Archives of Disease in Childhood | 2006
Peter B. Sullivan; John S Morrice; Angharad Vernon-Roberts; Hugh Grant; Muftah Eltumi; Adrian G. Thomas
Background: Children with severe neurological impairment may have significant oral motor dysfunction and are at increased risk of nutritional deficiencies, poor growth, and aspiration pneumonia. Gastrostomy tube feeding is increasingly being used for nutritional support in these children. Aim: To examine the occurrence of respiratory morbidity before and after gastrostomy feeding tube insertion in children with severe neurological disabilities. Methods: This study was nested in a longitudinal, prospective, uncontrolled, multicentre cohort study designed to investigate the outcomes of gastrostomy tube feeding in 57 children with severe neurological disabilities. Parents completed a questionnaire prior to (visit 1) and 6 and 12 months (visits 2 and 3) following the gastrostomy, detailing number of chest infections requiring antibiotics and/or hospital admission.

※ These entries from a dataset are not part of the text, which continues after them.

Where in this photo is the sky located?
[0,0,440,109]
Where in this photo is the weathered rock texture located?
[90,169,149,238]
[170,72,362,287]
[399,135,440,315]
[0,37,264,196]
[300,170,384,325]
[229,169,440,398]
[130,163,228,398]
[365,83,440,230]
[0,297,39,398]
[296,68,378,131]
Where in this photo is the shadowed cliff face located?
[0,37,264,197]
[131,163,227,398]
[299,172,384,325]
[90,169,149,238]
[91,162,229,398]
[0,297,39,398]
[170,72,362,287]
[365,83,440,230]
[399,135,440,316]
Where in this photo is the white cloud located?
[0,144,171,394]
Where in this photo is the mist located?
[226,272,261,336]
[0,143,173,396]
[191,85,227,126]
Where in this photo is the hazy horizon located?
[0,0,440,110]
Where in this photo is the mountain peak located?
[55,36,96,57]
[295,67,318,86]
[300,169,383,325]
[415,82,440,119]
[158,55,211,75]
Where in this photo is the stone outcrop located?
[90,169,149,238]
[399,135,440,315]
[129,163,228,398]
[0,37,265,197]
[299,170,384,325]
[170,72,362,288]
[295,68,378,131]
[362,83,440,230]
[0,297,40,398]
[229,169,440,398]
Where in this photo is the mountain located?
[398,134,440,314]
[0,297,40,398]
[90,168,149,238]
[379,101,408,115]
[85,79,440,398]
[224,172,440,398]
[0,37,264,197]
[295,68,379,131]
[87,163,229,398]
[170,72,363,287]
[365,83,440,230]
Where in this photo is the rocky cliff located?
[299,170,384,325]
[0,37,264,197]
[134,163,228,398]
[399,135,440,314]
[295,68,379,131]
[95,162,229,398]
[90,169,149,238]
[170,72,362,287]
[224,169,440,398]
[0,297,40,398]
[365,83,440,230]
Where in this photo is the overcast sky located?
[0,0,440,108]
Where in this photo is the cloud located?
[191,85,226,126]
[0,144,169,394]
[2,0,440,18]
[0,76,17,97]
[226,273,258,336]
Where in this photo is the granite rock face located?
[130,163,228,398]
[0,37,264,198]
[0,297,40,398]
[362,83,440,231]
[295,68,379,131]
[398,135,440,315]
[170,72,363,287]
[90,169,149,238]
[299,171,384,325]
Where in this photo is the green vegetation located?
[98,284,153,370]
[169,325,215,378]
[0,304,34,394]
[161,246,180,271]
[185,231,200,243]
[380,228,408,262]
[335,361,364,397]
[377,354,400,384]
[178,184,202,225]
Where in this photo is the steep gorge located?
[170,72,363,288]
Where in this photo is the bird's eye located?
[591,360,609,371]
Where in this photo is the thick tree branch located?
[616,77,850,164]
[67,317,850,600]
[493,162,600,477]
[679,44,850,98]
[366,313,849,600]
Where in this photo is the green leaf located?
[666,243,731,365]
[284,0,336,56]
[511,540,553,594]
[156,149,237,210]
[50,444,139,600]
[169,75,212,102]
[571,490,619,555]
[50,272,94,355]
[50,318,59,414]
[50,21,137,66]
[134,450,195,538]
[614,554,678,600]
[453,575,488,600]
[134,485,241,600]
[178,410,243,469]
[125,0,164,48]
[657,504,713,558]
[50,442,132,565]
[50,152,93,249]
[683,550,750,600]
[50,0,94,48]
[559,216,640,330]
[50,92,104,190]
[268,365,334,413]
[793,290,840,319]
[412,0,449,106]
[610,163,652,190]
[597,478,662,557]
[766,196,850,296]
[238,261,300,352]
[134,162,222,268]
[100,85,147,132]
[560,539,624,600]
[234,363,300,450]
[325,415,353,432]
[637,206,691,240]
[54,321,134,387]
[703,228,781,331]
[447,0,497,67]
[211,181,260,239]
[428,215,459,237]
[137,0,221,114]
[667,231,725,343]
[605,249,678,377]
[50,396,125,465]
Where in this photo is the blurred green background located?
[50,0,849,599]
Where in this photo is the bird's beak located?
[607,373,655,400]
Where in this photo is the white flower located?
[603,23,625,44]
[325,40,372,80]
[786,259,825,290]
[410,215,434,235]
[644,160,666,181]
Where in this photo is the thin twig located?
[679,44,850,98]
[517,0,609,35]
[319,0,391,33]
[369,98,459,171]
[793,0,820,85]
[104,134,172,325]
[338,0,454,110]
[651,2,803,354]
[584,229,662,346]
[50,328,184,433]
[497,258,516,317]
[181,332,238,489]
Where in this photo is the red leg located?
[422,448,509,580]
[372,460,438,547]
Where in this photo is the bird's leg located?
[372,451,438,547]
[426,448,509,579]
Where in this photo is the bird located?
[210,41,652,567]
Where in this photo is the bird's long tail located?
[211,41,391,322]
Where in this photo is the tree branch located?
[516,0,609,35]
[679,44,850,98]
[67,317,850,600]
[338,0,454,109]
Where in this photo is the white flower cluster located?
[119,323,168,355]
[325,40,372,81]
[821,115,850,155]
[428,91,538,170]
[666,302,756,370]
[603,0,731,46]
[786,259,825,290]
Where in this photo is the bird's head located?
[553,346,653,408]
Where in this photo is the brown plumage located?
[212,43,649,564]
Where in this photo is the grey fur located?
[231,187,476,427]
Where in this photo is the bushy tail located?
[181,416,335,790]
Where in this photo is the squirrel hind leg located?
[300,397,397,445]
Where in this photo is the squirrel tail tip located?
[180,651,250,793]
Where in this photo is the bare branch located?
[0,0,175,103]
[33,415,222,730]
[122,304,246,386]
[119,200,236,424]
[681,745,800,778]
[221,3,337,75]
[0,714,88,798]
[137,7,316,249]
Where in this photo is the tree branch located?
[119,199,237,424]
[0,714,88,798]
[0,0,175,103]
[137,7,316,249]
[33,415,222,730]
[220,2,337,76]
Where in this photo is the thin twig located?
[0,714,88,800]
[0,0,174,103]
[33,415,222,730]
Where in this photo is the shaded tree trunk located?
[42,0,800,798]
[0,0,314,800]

Results: Mean number of chest infections requiring antibiotics was 1.8 on visit 1 and 0.9 on visit 3. Hospital admissions for chest infections fell significantly from 0.5 to 0.09. Conclusion: This study provides no evidence for an increase in respiratory morbidity following insertion of a feeding gastrostomy in children with cerebral palsy.
Nutrition | 1998
Eileen Trier; Adrian G. Thomas
Feeding difficulty and malnutrition are common in disabled children. Intake may be reduced because of anorexia, chewing and swallowing difficulties, or vomiting. Feeding is often time consuming, unpleasant, and may result in aspiration. Malnutrition may result in impaired growth and neurodevelopment, and impaired cardiorespiratory, gastrointestinal, and immune functions. Multidisciplinary assessment is recommended and should include a feeding history, oral-motor examination, and nutritional assessment. The energy requirements of most disabled children are less than those for a normal child of the same age but may be increased by spasticity, athetosis, convulsions, and recurrent infections. Micronutrient deficiencies may occur even in children receiving nutritionally complete feeds if the volume is reduced because of low energy requirements. Oral intake may be improved by a change of posture, special seating, feeding equipment, oral desensitization, mashing or pureeing of lumpy food, thickening of liquids, use of calorie supplements, and treatment of reflux/esophagitis. Non-oral feeding should be considered when oral feeding is unsafe, not enjoyable, inadequate, or very time consuming. Long-term support requires a gastrostomy. This is less obtrusive than a nasogastric tube, less likely to become displaced, less traumatic, and is associated with improved quality of life, but is also associated with significant morbidity. If there is symptomatic reflux a fundoplication may be required, but this is associated with significant mortality and substantial morbidity.